The Senate is “not always going to be Republican,” former Senate Majority Leader Bob Dole, the 1996 GOP presidential candidate, is reminding fellow Republicans. “Think down the road,” he advises.
Dole is one of several former Senate majority leaders who have counseled a go-slow approach on the brink of a parliamentary war over Democratic filibusters – delaying tactics – against President Bush’s judicial nominees.
The current majority leader, Sen. Bill Frist, R-Tenn., and some other leading Republicans argue that the Constitution’s “advice and consent” clause is under assault. Requiring any threshold greater than a majority vote in the 100-member Senate for confirmation is unconstitutional, they say.
It now takes 60 votes to shut down a filibuster. That is fine for legislation, but inappropriate for judicial nominations, Frist and his colleagues argue.
Frist soon may seek to declare that a judicial nominee needs only a 51-vote majority and cannot be subject to the 60-vote margin needed to stop a filibuster.
Some are calling this approach the “nuclear option,” one sure to cause Democrats to retaliate and sour any semblance of a working relationship between the parties.
A likely 2008 presidential contender, Frist is under pressure to force a Senate showdown in the coming weeks. But not every Senate Republican is with him on the issue.
“Someday there will be a liberal Democrat president and a liberal Democrat Congress,” Sen. John McCain, R-Ariz., told MSNBC last week. “Do we want a bunch of liberal judges approved by the Senate of the United States with 51 votes if Democrats are in the majority?”
Upping the ante is Frist’s planned taped message with Christian conservatives who portray Democrats as “against people of faith” for blocking Bush’s nominees.
Further raising the temperature: Republicans who have criticized the federal judiciary over the Terri Schiavo feeding-tube case.
Democrats have promised to retaliate with maneuvers that could tie the Senate in knots. The Democrats’ leader, Sen. Harry Reid of Nevada, said a campaign by “radical Republicans” would overturn a 200-year tradition in the Senate and “stop the ability of senators from talking, from filibustering.”
The skirmish is a precursor to an expected battle over a Supreme Court nominee.
Both parties have used filibusters over the years and both parties have been accused of violating the rules.

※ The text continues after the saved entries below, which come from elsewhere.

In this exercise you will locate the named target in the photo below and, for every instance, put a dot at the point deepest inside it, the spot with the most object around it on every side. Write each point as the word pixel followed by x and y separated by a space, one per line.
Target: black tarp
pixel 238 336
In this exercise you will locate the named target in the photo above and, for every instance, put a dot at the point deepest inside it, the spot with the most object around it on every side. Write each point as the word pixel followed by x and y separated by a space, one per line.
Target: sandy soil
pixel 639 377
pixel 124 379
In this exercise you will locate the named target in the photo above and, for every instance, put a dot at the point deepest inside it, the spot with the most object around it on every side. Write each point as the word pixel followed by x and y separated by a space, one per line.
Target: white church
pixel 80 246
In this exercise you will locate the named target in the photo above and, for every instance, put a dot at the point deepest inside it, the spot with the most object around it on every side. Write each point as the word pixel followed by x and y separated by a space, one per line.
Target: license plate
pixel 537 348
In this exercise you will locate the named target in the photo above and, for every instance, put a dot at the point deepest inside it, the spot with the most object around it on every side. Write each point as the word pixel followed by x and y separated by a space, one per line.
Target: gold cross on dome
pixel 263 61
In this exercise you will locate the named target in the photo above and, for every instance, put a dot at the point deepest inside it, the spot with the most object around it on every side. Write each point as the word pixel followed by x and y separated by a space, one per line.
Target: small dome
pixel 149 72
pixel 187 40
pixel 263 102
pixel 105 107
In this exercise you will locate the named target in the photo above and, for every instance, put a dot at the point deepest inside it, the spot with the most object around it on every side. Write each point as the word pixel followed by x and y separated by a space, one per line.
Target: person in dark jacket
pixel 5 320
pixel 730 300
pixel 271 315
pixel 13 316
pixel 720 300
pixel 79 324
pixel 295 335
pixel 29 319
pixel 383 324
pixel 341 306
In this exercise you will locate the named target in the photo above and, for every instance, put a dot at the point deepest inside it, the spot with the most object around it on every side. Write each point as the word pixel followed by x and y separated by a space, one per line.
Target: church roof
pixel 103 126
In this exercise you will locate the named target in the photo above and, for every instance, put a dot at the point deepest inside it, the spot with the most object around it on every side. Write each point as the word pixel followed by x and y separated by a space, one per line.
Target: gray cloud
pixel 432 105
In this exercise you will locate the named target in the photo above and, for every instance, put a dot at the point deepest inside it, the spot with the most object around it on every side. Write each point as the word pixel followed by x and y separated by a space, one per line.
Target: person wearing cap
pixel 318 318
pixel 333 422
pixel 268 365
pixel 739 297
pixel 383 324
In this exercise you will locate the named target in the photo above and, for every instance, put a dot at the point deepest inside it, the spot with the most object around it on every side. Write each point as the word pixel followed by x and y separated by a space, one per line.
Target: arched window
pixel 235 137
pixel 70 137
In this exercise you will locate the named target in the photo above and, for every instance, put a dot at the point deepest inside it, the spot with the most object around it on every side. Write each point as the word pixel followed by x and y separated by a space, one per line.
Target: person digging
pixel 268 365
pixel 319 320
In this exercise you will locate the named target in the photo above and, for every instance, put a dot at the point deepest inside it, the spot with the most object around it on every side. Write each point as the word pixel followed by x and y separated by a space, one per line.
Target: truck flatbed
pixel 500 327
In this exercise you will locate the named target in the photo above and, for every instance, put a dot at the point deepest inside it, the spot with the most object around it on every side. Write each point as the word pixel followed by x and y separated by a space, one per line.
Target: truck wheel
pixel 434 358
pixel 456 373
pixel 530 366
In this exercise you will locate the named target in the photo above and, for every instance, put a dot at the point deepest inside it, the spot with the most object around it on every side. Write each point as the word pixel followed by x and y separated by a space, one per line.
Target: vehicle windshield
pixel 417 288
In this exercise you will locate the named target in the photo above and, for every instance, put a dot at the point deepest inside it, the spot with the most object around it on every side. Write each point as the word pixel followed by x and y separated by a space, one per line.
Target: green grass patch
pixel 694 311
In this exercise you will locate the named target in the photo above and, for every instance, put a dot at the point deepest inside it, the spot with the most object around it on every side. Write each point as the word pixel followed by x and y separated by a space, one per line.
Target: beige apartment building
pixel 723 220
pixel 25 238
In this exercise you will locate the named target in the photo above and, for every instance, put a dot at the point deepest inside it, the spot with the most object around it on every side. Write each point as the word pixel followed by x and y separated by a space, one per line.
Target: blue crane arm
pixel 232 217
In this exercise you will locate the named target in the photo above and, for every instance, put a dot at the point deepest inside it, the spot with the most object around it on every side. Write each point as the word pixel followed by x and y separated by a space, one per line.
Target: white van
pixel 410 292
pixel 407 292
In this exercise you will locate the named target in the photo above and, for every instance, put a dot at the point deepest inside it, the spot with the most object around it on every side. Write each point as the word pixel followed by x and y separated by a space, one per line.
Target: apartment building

It has been a long time since filibusters were conducted by senators who spoke hour after hour in the full Senate. One masterful practitioner was the late Sen. Strom Thurmond, R-S.C.
Now, for the most part, filibusters are merely threatened. Still, that usually is enough to trigger the filing of a motion, which requires 60 votes, to sharply limit debate. In practical terms, little can get through the Senate without at least 60 votes.
Barring filibusters for judicial nominations “would be a serious blow to minority rights in the Senate. There has always been some form of extended debate, although from 1917 on there have been ways of closing it off,” said Allan J. Lichtman, a political historian at American University.
In 1917, the Senate adopted a rule to cut off filibusters with a two-thirds vote of the chamber. The 67 vote requirement was reduced to the current 60 votes in 1975.
Sen. Robert C. Byrd, D-W.Va., now sharply denounces Republican tactics to limit filibusters, even likening the tactics to those used by Adolf Hitler in his rise to power.
But when he was majority leader in 1977, Byrd joined forces with then-Vice President Walter Mondale in crushing a filibuster by two members of his own party – Sens. Howard Metzenbaum, D-Ohio, and James Abourezk, D-S.D. – on a proposal to deregulate natural gas prices.
With Mondale presiding, Byrd manipulated Senate rules to force hundreds of pending amendments – filed as a delaying tactic – to be ruled out of order. Byrd later won adoption of a rule change barring such “filibusters by amendment.”
The White House insists publicly that it is keeping its distance from how the Senate conducts its business.
But Bush told newspaper editors last week: “I think my judges ought to get an up or down vote, period.”